After moving to Dallas in 2014, Mrs. Chapman began volunteering at the Simmons Cancer Center at UT Southwestern. She had always enjoyed patient advocacy and felt a strong desire to do more. The Chapman’s gift will enhance patient navigation and community outreach services to support families. Mrs. Chapman is helping to establish a new Patient and Family Advisory Council (PFAC) to ensure that patient and family voices are heard in the ongoing enhancement of the entire patient experience. The PFAC will be comprised of Simmons Cancer Center leadership and key staff, as well as past and present cancer patients and caregivers who will be instrumental in helping create an inclusive support program.

“The Chapmans’ gift provides a foundation of support that will enable us to help our patients and their families as they cope with the challenges of the journey through cancer care,” said Dr. Daniel K. Podolsky, President of UT Southwestern. “Their generosity enables us to set new standards for excellence in patient-centric care and will help ensure that when it comes to health care, UT Southwestern is second to none.”

Dr. Thomas Froehlich, Professor of Internal Medicine who serves as Medical Director of the Simmons Cancer Center, said, “The most informed voices on the care team are those of the patient and family. The PFAC will help us examine delivery of care through the eyes of patients and families so that we can provide medical care to the best of our ability. Patients and caregivers will have an amplified voice, from designing physical space to developing programs and support services.”

With 13 major cancer care programs, the Simmons Cancer Center provides patient-focused treatments for more than three dozen types of cancer and offers research-based, innovative cancer care and clinical trials, as well as early detection, survivorship, and outreach services. In 2015, the Simmons Cancer Center was awarded comprehensive designation from the National Cancer Institute (NCI), becoming one of three such top-tier institutions in the state and the only one in North Texas. It is one of only 30 U.S. cancer research centers to be designated by the NCI as a National Clinical Trials Network Lead Academic Participating Site.
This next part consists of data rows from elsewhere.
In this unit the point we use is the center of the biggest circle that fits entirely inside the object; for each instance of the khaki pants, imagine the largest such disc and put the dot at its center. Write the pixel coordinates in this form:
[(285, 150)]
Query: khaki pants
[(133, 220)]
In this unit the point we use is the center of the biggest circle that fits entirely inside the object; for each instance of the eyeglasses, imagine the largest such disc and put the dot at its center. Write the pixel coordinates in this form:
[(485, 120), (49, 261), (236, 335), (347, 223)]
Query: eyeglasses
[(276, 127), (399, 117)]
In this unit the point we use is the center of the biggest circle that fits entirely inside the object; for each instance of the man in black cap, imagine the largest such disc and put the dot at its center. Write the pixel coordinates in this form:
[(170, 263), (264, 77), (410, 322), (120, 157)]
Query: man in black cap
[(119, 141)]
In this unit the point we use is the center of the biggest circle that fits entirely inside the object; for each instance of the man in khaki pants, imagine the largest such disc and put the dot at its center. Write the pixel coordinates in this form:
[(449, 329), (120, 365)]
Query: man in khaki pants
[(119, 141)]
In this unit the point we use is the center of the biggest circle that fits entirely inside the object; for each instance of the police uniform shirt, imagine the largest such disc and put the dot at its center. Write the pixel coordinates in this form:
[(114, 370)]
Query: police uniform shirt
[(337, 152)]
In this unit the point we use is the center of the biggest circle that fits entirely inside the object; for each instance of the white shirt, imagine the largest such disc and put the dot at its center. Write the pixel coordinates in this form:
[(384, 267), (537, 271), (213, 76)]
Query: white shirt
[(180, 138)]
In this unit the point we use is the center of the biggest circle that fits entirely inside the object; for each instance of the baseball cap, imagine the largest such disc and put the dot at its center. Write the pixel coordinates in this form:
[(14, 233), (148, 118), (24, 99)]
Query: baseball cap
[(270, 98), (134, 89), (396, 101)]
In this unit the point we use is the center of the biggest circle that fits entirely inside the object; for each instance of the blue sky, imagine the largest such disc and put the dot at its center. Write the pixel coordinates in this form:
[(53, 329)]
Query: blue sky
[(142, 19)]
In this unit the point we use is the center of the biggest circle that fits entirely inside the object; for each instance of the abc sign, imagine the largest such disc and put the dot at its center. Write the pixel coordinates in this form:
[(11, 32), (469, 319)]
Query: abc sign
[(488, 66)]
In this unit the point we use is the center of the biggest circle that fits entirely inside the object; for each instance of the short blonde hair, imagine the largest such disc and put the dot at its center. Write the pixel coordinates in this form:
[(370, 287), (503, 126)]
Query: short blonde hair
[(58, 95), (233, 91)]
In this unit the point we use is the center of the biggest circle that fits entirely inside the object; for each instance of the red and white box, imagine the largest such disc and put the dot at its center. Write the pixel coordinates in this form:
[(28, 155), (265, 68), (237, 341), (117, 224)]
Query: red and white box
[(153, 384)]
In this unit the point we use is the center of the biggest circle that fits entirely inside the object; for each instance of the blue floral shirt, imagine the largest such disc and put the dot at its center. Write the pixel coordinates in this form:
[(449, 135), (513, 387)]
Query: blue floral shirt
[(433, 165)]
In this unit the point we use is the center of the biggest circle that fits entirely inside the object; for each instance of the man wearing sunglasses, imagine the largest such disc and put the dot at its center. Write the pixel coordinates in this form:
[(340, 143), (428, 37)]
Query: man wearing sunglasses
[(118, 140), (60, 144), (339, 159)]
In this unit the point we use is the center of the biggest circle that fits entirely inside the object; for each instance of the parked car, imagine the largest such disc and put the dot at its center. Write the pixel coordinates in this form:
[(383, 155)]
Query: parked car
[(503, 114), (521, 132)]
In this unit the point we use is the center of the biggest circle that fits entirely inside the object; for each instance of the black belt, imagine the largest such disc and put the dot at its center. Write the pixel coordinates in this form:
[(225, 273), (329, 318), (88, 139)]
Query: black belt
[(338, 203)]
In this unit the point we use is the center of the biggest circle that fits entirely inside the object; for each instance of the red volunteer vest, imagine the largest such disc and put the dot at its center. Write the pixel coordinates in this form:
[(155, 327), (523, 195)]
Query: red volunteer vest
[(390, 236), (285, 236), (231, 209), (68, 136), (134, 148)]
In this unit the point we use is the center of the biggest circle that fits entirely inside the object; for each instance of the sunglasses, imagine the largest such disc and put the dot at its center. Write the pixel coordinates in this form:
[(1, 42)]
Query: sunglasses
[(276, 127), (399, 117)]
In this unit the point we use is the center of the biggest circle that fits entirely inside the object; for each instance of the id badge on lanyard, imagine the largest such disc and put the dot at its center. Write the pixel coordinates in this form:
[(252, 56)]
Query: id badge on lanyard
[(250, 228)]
Mr. Chapman came to Dallas in 1983 with Sheila, who battled breast cancer in 1991 and passed away from pancreatic cancer in 2011. He is grateful for the care she received at UT Southwestern.

“During the two years she survived, Sheila was in the hospital dozens of times,” he said. “We really grew to appreciate everything about UT Southwestern and to love her doctors and nurses. She lived two years largely because of the support she received from the entire staff. I can very confidently say that no contribution that I’ve ever made in my adult life has ever had as much impact as the contributions I’ve made to UT Southwestern.”

With their gift, the Chapmans hope that every oncology patient and caregiver at UT Southwestern feels supported and loved. Mr. Chapman said he is confident that his wife will become a strong advocate for others. “Kim has a smile that brightens everyone’s day. She’ll be doing all sorts of things as part of the program, but the thing that she’ll do best is interact with patients and their families. She is impossible not to like and makes everyone feel better.”

Dr. Podolsky holds the Philip O’Bryan Montgomery, Jr., M.D. Distinguished Presidential Chair in Academic Administration, and the Doris and Bryan Wildenthal Distinguished Chair in Medical Science.